Federal National Mortgage Association (Fannie Mae)

($6.3 million in bonds called on May 5; $15.1 million in bonds matured during the month as well)

Ethical rank: 484

This quasi-private mortgage lender has been under investigation for all sorts of accounting fraud allegations since 2004. Then, in September 2008, the federal government took Fannie Mae over after billions in bad loans crushed it during the subprime-mortgage crisis.

Fluor Corporation

(Bought 20,000 shares on May 18 for $888,096; bought 800 shares on May 20 for $36,471)

Ethical rank: 265

Since the 2003 invasion, Fluor has received billions of dollars in Iraqi reconstruction money from the federal government.

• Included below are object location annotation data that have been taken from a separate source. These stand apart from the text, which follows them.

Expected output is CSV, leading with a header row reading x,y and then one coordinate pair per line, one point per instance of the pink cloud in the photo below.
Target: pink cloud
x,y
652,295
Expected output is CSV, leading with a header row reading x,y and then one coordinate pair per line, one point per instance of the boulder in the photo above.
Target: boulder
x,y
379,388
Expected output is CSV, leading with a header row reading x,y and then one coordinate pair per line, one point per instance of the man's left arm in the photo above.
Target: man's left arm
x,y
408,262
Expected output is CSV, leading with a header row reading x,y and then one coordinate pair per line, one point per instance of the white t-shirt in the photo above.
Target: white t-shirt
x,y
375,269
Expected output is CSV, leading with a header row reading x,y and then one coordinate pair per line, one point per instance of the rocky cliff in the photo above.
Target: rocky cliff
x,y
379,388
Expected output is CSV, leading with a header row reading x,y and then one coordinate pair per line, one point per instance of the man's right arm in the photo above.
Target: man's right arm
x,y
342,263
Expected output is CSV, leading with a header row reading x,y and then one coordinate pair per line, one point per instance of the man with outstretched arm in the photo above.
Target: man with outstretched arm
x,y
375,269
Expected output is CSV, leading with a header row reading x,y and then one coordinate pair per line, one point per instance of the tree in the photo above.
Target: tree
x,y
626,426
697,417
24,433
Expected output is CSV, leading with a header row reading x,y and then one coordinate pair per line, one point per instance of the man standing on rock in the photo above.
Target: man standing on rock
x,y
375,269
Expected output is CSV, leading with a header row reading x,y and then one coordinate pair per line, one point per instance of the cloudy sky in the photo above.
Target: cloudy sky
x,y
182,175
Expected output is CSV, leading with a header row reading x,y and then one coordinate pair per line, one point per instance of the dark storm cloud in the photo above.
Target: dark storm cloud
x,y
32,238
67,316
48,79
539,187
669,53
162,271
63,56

Despite the fact that Iraqi streets are still dangerous and the nation’s infrastructure is still crumbling, Fluor is still at the top of the list for government contracts.

Pfizer

(Sold 2,000 shares on May 20 for $42,830)

Ethical rank: 170

Pfizer, the wealthiest pharmaceutical company in the world, has a relatively high Covalence ranking even though it prices the anti-AIDS drugs it manufactures so high that most people in Africa—who suffer disproportionately from the disease—can’t afford them. “[T]he poorest people find vital drugs are priced out of reach,” says Oxfam’s Web site. “We’re campaigning hard to change this, targeting governments and drugs companies—like Pfizer and Novartis—to ensure developing countries get cheaper and better medicines quickly.”

Fehr said his office is “pretty close” to finishing the policy. “We’re just trying to find time on the [city council] agenda,” he said. “It should be done at the end of July, early August. There will be a public hearing—we won’t bury it in the consent calendar.”